The Guyana Elections Com-mission (Gecom) says it is unfortunate that its thoroughness in the ongoing house-to-house registration is being “wilfully misconstrued” as slothfulness and has insisted that any delay in the editing of transactions would be linked to its multi-tiered quality control measures. 

Beverly Critchlow The commission yesterday organized a media tour of its data entry registration and electoral list sections and Voter Registration Manager Beverly Critchlow explained that the department could only edit the completed transactions as they came in from the field, after which they are sent to be encoded.

Gecom has come in for criticism for the pace of its registration process. Just last week at a press conference, PPP General Secretary Donald Ramotar told reporters that the party’s Central Committee discussed the problems being encountered in the registration process. He said the issue of no birth certificates was persistent and the situation relating to names of persons was not yet resolved.
Ramotar said that the committee also noted that the pace of work in editing and encoding information from the field was too slow and would delay the process of producing the new list necessary for local government elections. The editing section commenced work in January with 23 staff members and this was later increased to 65 to deal with the accumulated number of completed field transactions.

Critchlow explained that the information on completed transactions was edited  and verified  to ensure that all of the pertinent details of applicants for registration were accurately documented.

For encoding purposes, Gecom currently has two shifts of 50 employees each and only on Monday started another shift to speed the process. With the addition to its employ, Gecom has started to complete over 5,000 transactions each day.

Encoders at work in the data entry section of the Guyana Elections Commission.Gecom, in a statement issued following the tour, said that of the 50 persons on each shift 12 were involved in data entry, while another dozen were involved with the separate entries of the details of registrants already inputted by the initial 12. Gecom said that with the double entry system, there was not only the original checking of incoming data being carried out, but also a second check as well to add certitude to the final data entry into the system.

Gecom said its two-shift system was introduced 101 days from the commencement of the exercise.

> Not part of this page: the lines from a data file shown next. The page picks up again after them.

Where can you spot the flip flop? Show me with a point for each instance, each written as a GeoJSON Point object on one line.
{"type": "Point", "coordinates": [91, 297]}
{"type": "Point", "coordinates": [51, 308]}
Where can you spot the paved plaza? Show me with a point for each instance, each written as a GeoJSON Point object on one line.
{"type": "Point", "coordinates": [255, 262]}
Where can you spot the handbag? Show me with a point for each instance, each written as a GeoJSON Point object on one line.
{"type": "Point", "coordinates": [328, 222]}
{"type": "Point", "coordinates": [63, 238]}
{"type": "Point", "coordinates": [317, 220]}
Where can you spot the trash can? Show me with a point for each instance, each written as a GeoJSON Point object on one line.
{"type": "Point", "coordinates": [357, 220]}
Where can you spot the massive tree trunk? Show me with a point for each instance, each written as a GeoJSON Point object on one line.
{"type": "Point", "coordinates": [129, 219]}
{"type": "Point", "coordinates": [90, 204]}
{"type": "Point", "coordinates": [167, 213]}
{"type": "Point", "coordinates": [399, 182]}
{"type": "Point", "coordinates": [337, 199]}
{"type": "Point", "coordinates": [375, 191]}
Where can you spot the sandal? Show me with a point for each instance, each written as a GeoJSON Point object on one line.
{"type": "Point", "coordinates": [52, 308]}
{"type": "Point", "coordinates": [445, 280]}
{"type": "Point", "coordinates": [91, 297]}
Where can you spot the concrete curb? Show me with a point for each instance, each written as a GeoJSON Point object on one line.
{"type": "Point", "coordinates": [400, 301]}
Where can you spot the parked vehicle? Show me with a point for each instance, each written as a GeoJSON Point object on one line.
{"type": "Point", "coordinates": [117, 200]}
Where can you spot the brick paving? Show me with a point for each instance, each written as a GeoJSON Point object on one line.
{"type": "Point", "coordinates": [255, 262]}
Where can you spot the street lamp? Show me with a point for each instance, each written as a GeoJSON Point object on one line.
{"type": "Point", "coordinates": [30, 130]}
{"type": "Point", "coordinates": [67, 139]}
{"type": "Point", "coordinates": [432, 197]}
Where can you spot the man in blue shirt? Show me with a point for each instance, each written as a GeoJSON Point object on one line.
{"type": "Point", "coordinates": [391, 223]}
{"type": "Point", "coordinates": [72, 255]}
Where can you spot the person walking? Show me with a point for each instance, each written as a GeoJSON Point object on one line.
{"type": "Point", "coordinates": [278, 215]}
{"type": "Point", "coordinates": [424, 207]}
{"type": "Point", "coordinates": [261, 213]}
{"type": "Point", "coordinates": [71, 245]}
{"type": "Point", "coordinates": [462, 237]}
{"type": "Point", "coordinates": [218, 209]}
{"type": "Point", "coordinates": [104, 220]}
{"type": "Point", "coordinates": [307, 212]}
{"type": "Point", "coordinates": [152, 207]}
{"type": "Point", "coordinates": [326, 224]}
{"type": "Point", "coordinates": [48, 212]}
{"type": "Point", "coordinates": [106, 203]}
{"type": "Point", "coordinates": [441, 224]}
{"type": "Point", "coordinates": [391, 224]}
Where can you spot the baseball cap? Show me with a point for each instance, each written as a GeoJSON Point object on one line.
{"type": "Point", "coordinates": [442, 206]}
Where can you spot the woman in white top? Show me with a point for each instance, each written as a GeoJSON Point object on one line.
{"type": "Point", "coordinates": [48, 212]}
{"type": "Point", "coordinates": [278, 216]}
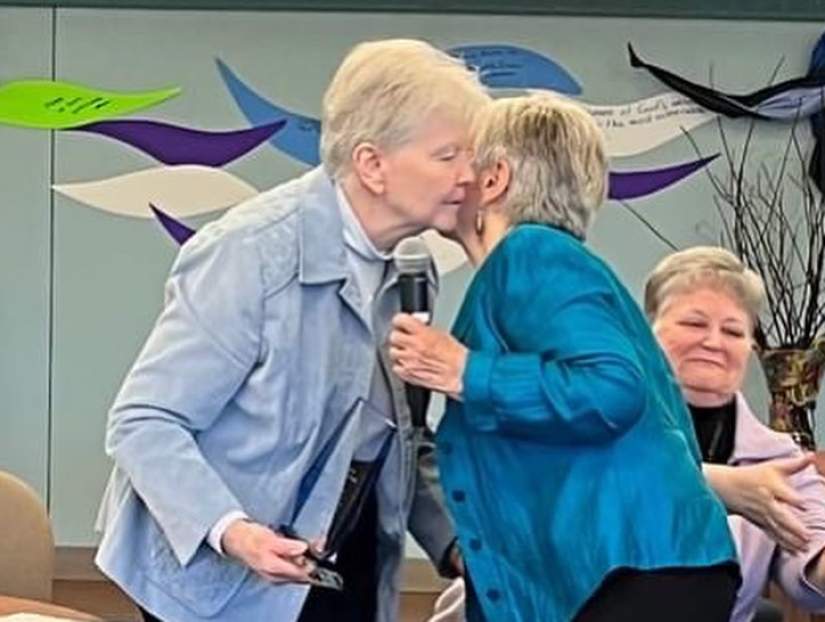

It said too that this was a conscious decision because it was convinced that it was not necessary to have too many editors/encoders at the beginning of the exercise.

The commission has edited 29,151 transactions and encoded 130,250 as at May 18. The Gecom statement also emphasised that the multi-tiered editing system, which commences at the level of the Cluster Offices and concludes in the encoding section is geared to ensure thoroughness pertaining to registrants’ accurate data capture.

“Naturally the inherent need for this to be done is aimed at the creation of a new and indisputable National Register of Registrants Database from which commonly acceptable voters’  lists for future elections could be derived,” the statement added.